Saturday, July 04, 2009

Ready to run the Streets of San Francisco

Legendary actor Karl Malden died this past week and was perhaps best known for his work in the classic TV series The Streets of San Francisco. Recounts in the news of Malden's role with Michael Douglas chasing bad guys reminded me that I am bracing for my own experience in the Streets of San Francisco.

I've received a number of comments warning me to lower expectations on my finish time due to the difficulty of the course in San Fran. It's not lost on me that the elevation change in San Fran is pretty significant -- even greater than that of Boston.

This is my first try training for a summer marathon. It's going reasonably well, I must say. My most successful training run was my 20-miler of two weeks ago, which was run entirely on a treadmill. I ran much of the pace mileage at 4-7% incline. I ran the entire workout in 2:19 and finished extremely strong at the end. It was a true progression with over 15 miles at race pace through significant incline intervals.

Today, I capped off a 70-mile week with a pretty strong 21-miler - albeit not as intense as the one from two weeks ago. I did this run at the I&M Canal with running partners Nate and Dave. Nate and cruised the final five miles of the 21 in 34:10. Now, granted, this path is pancake flat.

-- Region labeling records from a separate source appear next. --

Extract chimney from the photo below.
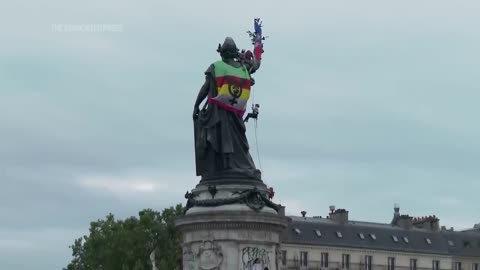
[390,203,400,225]
[396,215,413,230]
[393,203,400,217]
[330,209,348,224]
[413,215,440,232]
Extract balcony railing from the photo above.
[279,260,444,270]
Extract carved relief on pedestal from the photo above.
[197,240,223,270]
[183,245,197,270]
[242,247,270,270]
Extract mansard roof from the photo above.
[282,216,480,256]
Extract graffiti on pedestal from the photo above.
[242,247,270,270]
[183,246,197,270]
[197,240,223,270]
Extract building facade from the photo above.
[279,207,480,270]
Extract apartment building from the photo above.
[279,207,480,270]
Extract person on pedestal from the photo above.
[193,37,263,180]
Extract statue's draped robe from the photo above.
[195,62,260,179]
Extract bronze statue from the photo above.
[193,29,263,182]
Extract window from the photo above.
[425,238,432,245]
[320,252,328,268]
[387,257,395,270]
[282,250,287,266]
[364,255,372,270]
[300,251,308,266]
[342,254,350,270]
[410,259,417,270]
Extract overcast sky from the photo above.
[0,0,480,270]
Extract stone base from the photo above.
[176,211,287,270]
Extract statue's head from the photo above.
[217,37,239,59]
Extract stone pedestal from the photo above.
[176,182,287,270]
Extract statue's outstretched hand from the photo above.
[193,106,200,121]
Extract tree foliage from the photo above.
[67,205,183,270]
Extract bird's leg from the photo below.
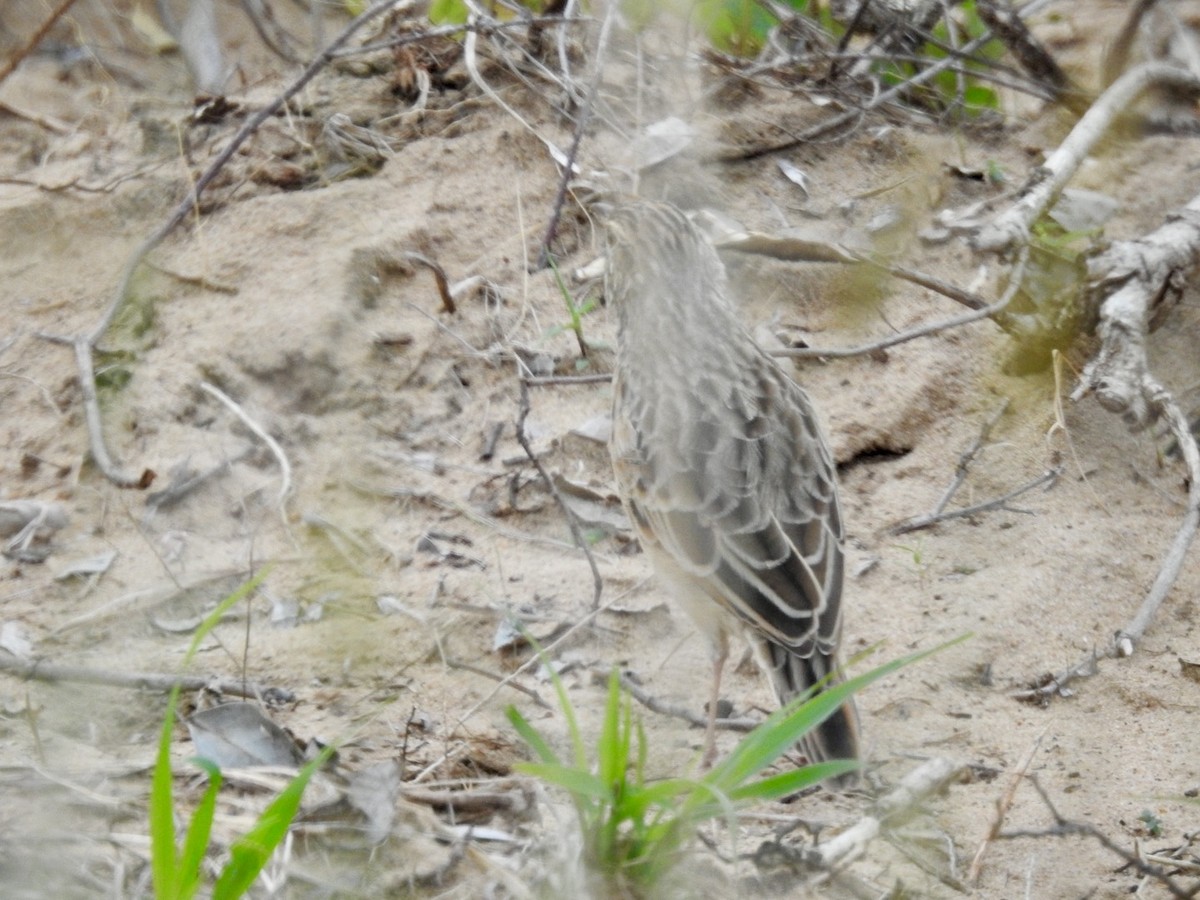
[700,634,730,770]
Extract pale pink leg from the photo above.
[700,635,730,769]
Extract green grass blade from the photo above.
[150,685,180,900]
[212,746,334,900]
[179,760,221,898]
[703,635,970,793]
[184,565,271,665]
[596,670,629,786]
[512,762,612,800]
[149,566,270,900]
[715,760,859,804]
[504,707,562,766]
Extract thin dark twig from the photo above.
[332,16,592,59]
[71,337,155,490]
[0,653,295,702]
[88,0,409,346]
[42,0,409,488]
[521,372,612,388]
[535,6,616,271]
[934,397,1008,516]
[1008,646,1099,706]
[595,668,761,732]
[446,659,551,709]
[400,251,458,314]
[892,468,1062,534]
[516,369,604,610]
[716,31,991,162]
[0,0,83,84]
[998,774,1200,900]
[772,246,1030,359]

I know the hills will be daunting, so I recognize it's a stretch to aim for a PR. Nevertheless, I will go out there and give it my best and try to run 3:00 pace and see what happens. If I decide to back off to the 3:02-3:05 range, so be it. I'm confident that I am in pretty good shape to run my third strong marathon of 2009.

Bring on the taper... three weeks to go.

6 comments:

jen said...

SF is a hilly course, but if anyone can set a PR there it is YOU. Rest up! :)

Darrell said...

Attack the uphills and take full advantage of the downhills, you'll be great.

I'm running the first half over the Golden Gate Bridge.

monicac2 said...

Good for you; I love your confidence!

smitty said...

It's not about lower expectations, it's about realistic ones. Having good long runs is great, but not a marathon predictor unless you are following McMillan and finishing the last 4 miles at 10k pace. If you want to run a much hillier course at a faster pace you need to demonstrate you are faster, i.e. Your 5k - 1/2 marathon times in a real race should predict significantly faster times. It's great to be confident but are you confident you can run a 2:55 on a flat course? If not, why be confident you can run a course with 1/3rd more incline than boston faster than Boston?

randomrunner said...

Great attitude! Hopefully you get the chance to drive the course the day before so you know where you have to push vs where you can coast. Good luck out there!

ultrarunner99 said...

Dude, smitty needs to chill out! Go for the PR man! You can nail those hills!!!